E a protagonista ainda tem uma outra questão com a qual lidar, envolvendo a sexualidade de sua filha adolescente, quando seu relacionamento com Johnny já está avançado. Aliás, o passado de Johnny é outra questão que se coloca como um importante dado a ser considerado por Matty, algo que é entendido pelo espectador do filme. Basicamente, Moscou, Bélgica está calcado nesse premissa de redescoberta da vida e do prazer de uma mulher que vinha impondo o ostracismo a si mesma. Uma história que é contada com uma alta dose de realismo, distante da composição feérica de outros realizadores, que entregam comédias românticas embebidas em um teor de melodrama acima do suportável. É uma pena que o diretor do filme tenha tido poucas chances nas telas de cinema do Brasil, apesar de sua carreira relativamente extensa como diretor, e também como roteirista, produtor e assistente de diretor. Moscou, Bélgica é seu primeiro longa-metragem como diretor solo, mas ele já assinou alguns curtas e algumas minisséries para a TV entre os anos 90 e a metade dos anos 2000. Seu novo trabalho, Lena, ainda sem título em português, está atualmente em pós-produção, tendo sido filmado na Holanda, e que conta a história de uma adolescente solitária.

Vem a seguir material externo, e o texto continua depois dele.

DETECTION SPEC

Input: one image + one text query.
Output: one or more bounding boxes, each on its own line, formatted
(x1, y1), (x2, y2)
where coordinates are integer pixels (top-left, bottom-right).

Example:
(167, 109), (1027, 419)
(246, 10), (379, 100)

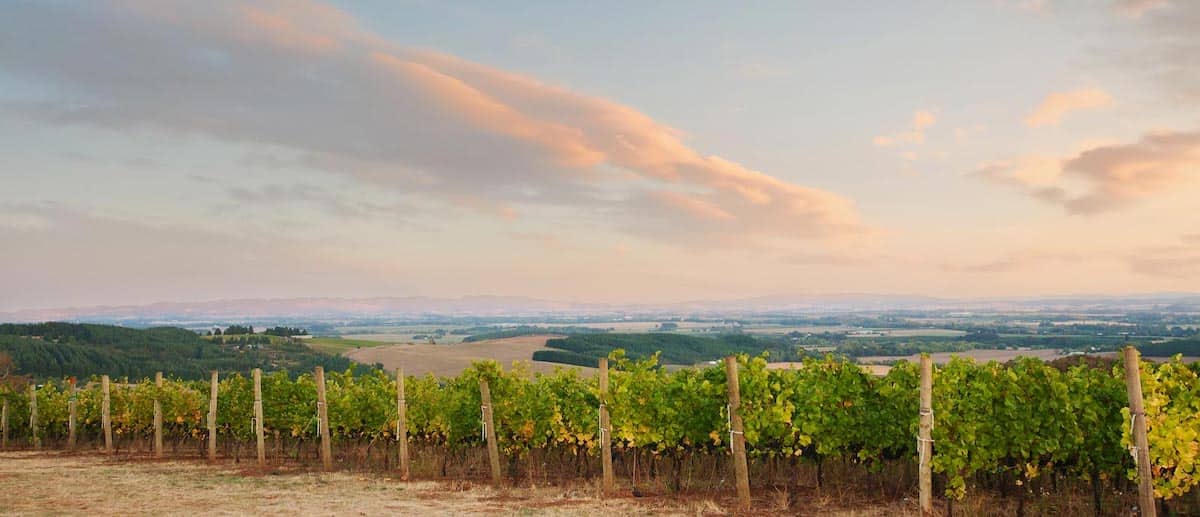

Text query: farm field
(342, 332), (467, 344)
(346, 336), (594, 377)
(858, 348), (1062, 365)
(304, 337), (388, 355)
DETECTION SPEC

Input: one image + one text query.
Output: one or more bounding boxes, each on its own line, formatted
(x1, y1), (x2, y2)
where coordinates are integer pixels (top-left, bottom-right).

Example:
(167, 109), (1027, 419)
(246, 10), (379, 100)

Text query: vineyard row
(0, 351), (1200, 511)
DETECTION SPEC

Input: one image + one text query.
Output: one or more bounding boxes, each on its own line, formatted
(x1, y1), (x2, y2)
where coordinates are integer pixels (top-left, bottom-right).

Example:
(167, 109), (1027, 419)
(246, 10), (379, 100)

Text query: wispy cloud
(871, 109), (937, 148)
(0, 0), (868, 250)
(1025, 88), (1112, 127)
(938, 250), (1086, 273)
(972, 132), (1200, 215)
(1112, 0), (1171, 18)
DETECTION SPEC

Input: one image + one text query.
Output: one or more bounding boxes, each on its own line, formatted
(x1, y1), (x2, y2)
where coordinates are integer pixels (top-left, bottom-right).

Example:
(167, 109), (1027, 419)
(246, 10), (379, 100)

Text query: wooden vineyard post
(316, 366), (334, 471)
(396, 368), (412, 481)
(100, 375), (113, 455)
(600, 357), (614, 492)
(917, 354), (934, 517)
(209, 369), (218, 462)
(1124, 347), (1158, 517)
(479, 379), (500, 485)
(154, 372), (162, 458)
(725, 355), (750, 511)
(29, 383), (42, 450)
(254, 368), (266, 467)
(67, 377), (79, 451)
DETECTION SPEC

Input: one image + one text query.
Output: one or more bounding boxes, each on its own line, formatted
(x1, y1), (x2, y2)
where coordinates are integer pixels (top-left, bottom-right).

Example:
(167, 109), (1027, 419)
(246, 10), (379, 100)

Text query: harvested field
(346, 336), (594, 375)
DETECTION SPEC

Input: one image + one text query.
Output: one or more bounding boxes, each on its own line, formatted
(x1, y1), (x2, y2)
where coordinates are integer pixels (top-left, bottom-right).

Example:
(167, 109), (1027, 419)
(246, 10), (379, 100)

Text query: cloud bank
(972, 132), (1200, 215)
(1025, 88), (1112, 127)
(0, 0), (864, 250)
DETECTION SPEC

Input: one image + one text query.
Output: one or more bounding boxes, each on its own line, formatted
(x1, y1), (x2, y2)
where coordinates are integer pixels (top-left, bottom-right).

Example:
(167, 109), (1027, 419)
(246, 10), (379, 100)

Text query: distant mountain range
(0, 293), (1200, 321)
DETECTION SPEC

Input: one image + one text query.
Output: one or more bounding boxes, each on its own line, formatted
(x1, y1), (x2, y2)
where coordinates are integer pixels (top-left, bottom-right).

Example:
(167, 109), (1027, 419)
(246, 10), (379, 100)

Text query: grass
(304, 337), (390, 355)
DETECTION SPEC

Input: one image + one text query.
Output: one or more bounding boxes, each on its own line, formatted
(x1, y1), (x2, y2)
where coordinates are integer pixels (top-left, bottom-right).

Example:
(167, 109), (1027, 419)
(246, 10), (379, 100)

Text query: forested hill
(0, 323), (349, 379)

A seu favor, Van Rompaey tem a despretensão, a força motriz de um filme que evoca a Paris, Texas (idem, 1984) em seu título e em sua alusão a seres perdidos em uma realidade complexa, que não pode ser explicada apenas com palavras, como o senso comum normalmente acredita. O filme foi exibido no festival de Cannes de 2008, onde recebeu o prêmio Acid, entregue a produções que estão fora da competição oficial. A láurea exprime o apreço do júri do festival por enredos simples, provando que a inventividade não é condição sine qua non para valorar filmes, e que pode ser um meio eficiente de se mostrar como universalizante. A narrativa de Moscou, Bélgica corre sem sobressaltos nem pirotecnias de qualquer ordem, ativando no público um sentimento de empatia pelas pessoas que estão sendo retratadas, e não nos cenários ou nos efeitos visuais que suas histórias poderiam apresentar. O diretor fala de gente ordinária, para quem a vida pode reservar pequenas surpresas, agradáveis ou não, e provar que existir também é embarcar em uma viagem além do óbvio.